Elza Soares: documentário de último show é registro de reparação histórica
O documentário musical "Elza Ao Vivo no Municipal" (disponível na HBO Max), que traz imagens do show gravado pela artista em São Paulo dois dias antes de morrer, em janeiro de 2022, é o registro de uma reparação histórica. A cantora, que no passado foi vetada de uma apresentação no local, retorna pela porta da frente e ocupa um dos espaços mais elitizados do século 20.
No primeiro ato, a artista faz uma das interpretações mais comoventes de "Meu Guri" (Chico Buarque). Enquanto canta o nascimento do "rebento" que já "foi nascendo com cara de fome", fica inevitável não pensar na mulher que perdeu os dois primeiros filhos à fome.
Entretanto, se de alguma forma a primeira canção faz o público entrar em contato com algumas das dores mais íntimas da artista, de outra ela também abre uma narrativa que ajuda a contar as diferentes fases da trajetória da cantora.
Elza, que carregava 17 pinos na coluna e uma coletânea de dores e alegrias da mulher preta, foi "Dura na Queda" — em referência à canção oferecida a ela por Chico Buarque e que abre o álbum "Do Cóccix Até O Pescoço" (2002).
A interpretação da música vem na sequência de uma fala do próprio Chico. "Elza desatinou.

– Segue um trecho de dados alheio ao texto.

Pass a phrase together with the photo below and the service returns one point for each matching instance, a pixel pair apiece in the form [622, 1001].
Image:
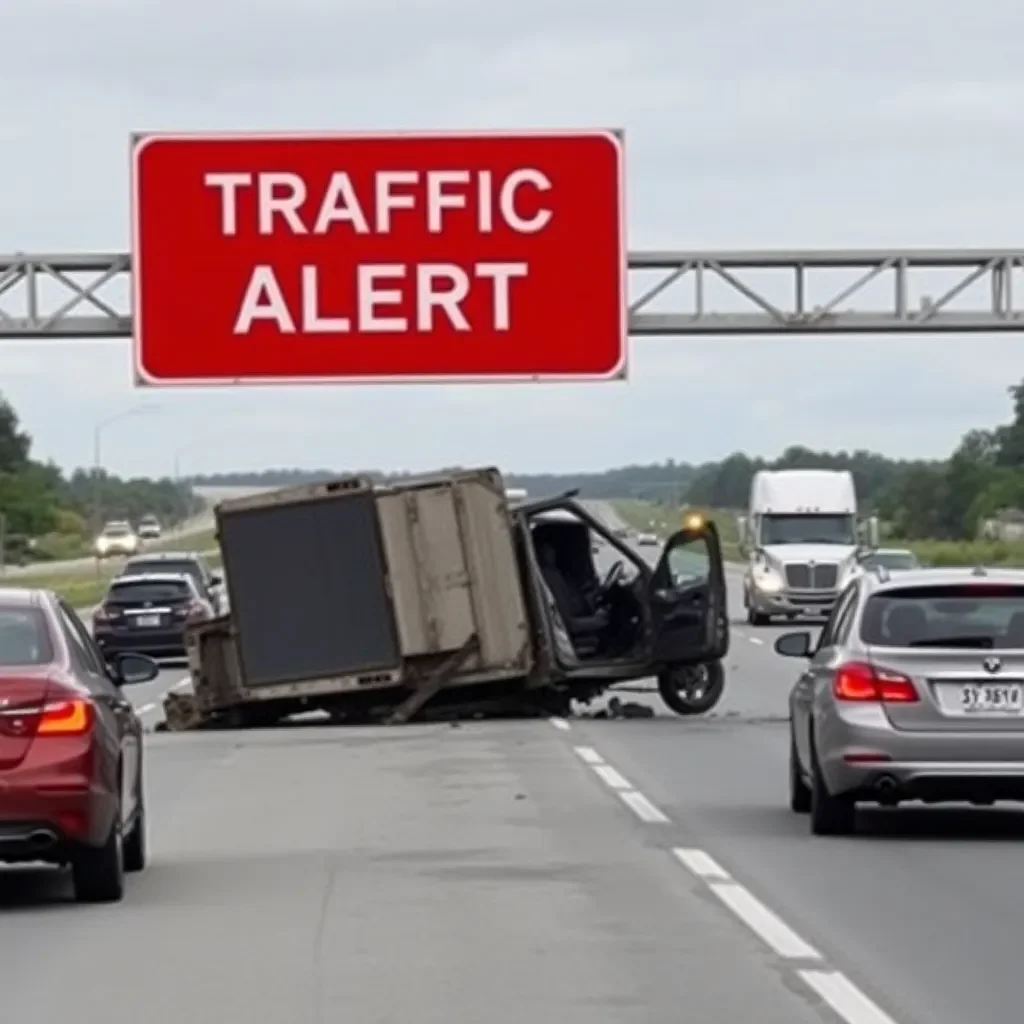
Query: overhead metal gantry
[671, 293]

Viu chegar quarta-feira, acabar brincadeira, bandeiras se desmanchando. Elza ainda está sambando", canta o músico, em um dos trechos mostrados na produção.
O documentário é o retrato de uma Elza que "continuou sambando", apesar das mazelas que enfrentou, e que fez da própria história matéria-prima para ressignificar tragédias, atualizar o discurso e se transforma em uma das principais vozes da juventude — tudo isso quando a expectativa de muitos era pela aposentadoria dela.
Uma série de depoimentos inéditos de artistas como Caetano Veloso, Chico Buarque, Lázaro Ramos, Alcione, Paulo Gustavo (1978-2021) e Rita Lee (1947-2023) também ajudam a ilustrar o impacto da artista no cenário musical brasileiro. Em um dos trechos mais bonitos, Alcione faz uma declaração de amor e reconhecimento à cantora.
"Eu aprendi a cantar samba ouvindo Elza Soares. E depois, assistindo à Elza Soares, comecei a querer me vestir como Elza Soares. O meu primeiro vestido para um show foi todo de franjão, que ela tinha, e eu queria fazer parecido com ela. Realmente é bom querer se parecer com a maior cantora de samba de todos os tempos. E cantora de tudo. Elza tem essa preciosidade na voz. Ela pode tudo", diz Alcione.
'Mulher do Fim do Mundo'
"Elza Ao Vivo no Municipal" já nasce como um dos registros mais importantes da carreira e da vida de Elza. Ele documenta o fechamento simbólico de uma carreira que transitou por diferentes estilos, gêneros e fases. De alguma forma, que racionalidade alguma é capaz de explicar, Elza sabia que aquela seria a última vez que subiria ao palco.
A mulher, que em 2015 havia prometido "cantar até o fim", repassa a própria trajetória durante a gravação do último show — gravado dois dias antes de morrer —, e convida o público a ocupar o Theatro Municipal. A mesma que ao longo de toda uma existência deu voz à diversidade.
A interpretação de "Mulher do Fim do Mundo" fecha a produção. A canção, que também dá nome ao álbum aclamado pela crítica e vencedor do Grammy Latino, é a materialização do desejo de ocupar o palco até o fim. A "pele preta" e a "voz" do milênio por um momento deixam as dores na "chuva de confetes" e conhecem a eternidade que só a arte pode proporcionar.